In one line, we can convert the las object to a dataframe!

In [None]:
df = las.df()

In [None]:
df

Once the well data is loaded into a data frame, you can export it as a .csv, a JSON, or other pythontic functions. If your interested in using well logs further, check out the turtorial on the github.

## Reading in USGS River Data

USGS has river data from everywhere, we will load in some USGS data from Western Colorado. There are two files, discharge and temperature. Link to the data is [here](https://waterdata.usgs.gov/co/nwis/inventory/?site_no=09070500). The file has a header that is commented with a # infront of it. There are two ways we can handle this. The other small change I did was to make these files a .txt file.

#### USGS Temperature Data

In [None]:
rowskip = np.arange(0,35)
rowskip = rowskip.tolist()
rowskip.append(36)
# rowskip # uncomment if you want to qc the output

In [None]:
folder = '../1_data/'
usgs_temp = 'monthly_temp.txt'

In [None]:
df_temp = pd.read_csv(folder + usgs_temp, skiprows=rowskip, sep = "\t")

In [None]:
df_temp.head()

#### USGS Discharge data

Let's load in the discharge data

In [None]:
usgs_discharge = '../1_data/monthly_distcharge.txt'

In [None]:
df_dist = pd.read_csv(usgs_discharge, sep='\s+', comment="#", header=0, skiprows=[1])

In [None]:
df_dist.head()

# GeoTif Read in 

This GeoTif file is from [here](https://www.sciencebase.gov/catalog/item/53f5a87ae4b09d12e0e8547b) provided by USGS.

When working with GeoTIFFs in the Python ecosystem, particularly using xarray and rioxarray, you gain powerful capabilities for handling geospatial data. These libraries typically load GeoTIFFs as DataArrays with dimensions like (band, y, x), where each band represents a distinct data layer such as spectral bands, time series, or different data types. Rioxarray extends xarray's functionality by preserving crucial geospatial metadata, including coordinate reference systems (CRS) and geotransforms, which are essential for accurate spatial analysis and visualization. This integration with Python's broader scientific computing ecosystem (numpy, scipy, scikit-image) enables efficient processing of the numerical data within GeoTIFFs, facilitating operations like band math, filtering, and image classification. Moreover, xarray's labeled dimensions and coordinates allow for easy slicing, aggregation, and analysis of GeoTIFF data based on spatial or temporal dimensions, making it particularly powerful for applications in Earth observation and climate studies.

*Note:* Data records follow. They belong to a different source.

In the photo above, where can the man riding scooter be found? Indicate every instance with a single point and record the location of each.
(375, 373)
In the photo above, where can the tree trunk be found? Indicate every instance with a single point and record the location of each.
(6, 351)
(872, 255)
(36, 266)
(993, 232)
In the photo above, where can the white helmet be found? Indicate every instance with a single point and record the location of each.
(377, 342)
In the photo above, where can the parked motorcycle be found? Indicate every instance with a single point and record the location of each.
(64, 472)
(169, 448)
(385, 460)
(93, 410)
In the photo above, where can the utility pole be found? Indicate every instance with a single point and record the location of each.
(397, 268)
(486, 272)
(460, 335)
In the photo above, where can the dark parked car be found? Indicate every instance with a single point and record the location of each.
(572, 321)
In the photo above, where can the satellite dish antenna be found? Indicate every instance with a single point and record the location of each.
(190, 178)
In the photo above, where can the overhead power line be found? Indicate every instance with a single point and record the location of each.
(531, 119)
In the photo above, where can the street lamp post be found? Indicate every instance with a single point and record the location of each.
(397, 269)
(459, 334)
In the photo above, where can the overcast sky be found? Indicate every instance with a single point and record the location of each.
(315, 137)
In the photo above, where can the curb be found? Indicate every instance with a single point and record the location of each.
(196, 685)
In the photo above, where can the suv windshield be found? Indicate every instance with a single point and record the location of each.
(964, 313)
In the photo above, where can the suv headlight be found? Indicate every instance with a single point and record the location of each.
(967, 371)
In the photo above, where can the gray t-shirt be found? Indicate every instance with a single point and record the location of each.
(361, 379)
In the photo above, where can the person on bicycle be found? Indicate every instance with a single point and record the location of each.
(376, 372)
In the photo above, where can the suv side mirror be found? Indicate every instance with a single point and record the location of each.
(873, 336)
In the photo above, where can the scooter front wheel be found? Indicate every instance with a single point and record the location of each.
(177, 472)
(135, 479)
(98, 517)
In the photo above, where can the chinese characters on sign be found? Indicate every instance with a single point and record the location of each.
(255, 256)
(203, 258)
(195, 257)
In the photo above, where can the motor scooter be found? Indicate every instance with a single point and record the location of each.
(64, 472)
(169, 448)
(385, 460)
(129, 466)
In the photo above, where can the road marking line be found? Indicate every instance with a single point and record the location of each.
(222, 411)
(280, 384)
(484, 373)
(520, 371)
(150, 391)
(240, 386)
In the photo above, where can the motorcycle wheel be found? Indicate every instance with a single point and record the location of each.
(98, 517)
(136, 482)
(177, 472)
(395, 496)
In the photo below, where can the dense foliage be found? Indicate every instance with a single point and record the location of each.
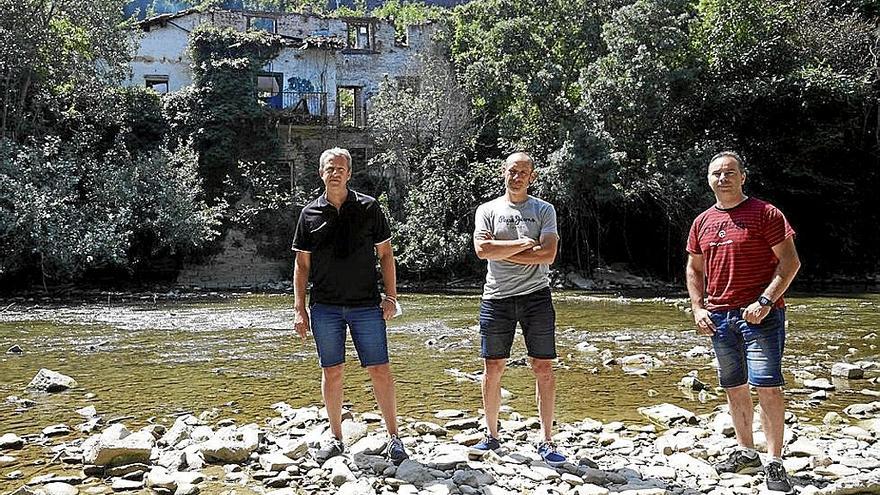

#### Work through the xarray tutorial in notebook 3_2

In [2]:
import rioxarray

# Replace this with the actual path to your file
file_path = "../1_data/FAA_UTM18N_NAD83.tif"

# Open the file
data = rioxarray.open_rasterio(file_path)

# Now you can work with the data
data

In [None]:
# Ensure data is in the correct shape for imshow
rgb_data = np.transpose(data.values, (1, 2, 0))

# Normalize the data to 0-1 range for each band
rgb_data = rgb_data.astype(np.float32)
for i in range(3):
    band = rgb_data[:,:,i]
    min_val, max_val = np.nanmin(band), np.nanmax(band)
    rgb_data[:,:,i] = (band - min_val) / (max_val - min_val)

# Clip values to 0-1 range
rgb_data = np.clip(rgb_data, 0, 1)

# Create the plot
plt.figure(figsize=(10, 8))
plt.imshow(rgb_data)
plt.title("3-Band GeoTIFF Visualization")
plt.axis('off')  # Turn off axis
plt.show()

# Questions

Using a combination of code and text boxes, please answer the following questions:

#### 0. When would you use xarray (or rioxarray) compared to pandas?

#### 1. Load in a data file from your research or independent project? Does it require a package (like lasio or obspy)? After you have loaded it in, can you make it into a pandas dataframe easily? If not, why?

#### 2. Do you like using packages to load in data, or would you prefer something else?

#### 3. Does using python change how you want to create and store data?

#### 4. How is data storage handled in your research group or job? Could it be done better (in the context of python)?

#### 5. Out of loading the two USGS river data files, which made more sense?

#### 6. Bonus. Is there a geo-data format that you wanted to load into python, but could not?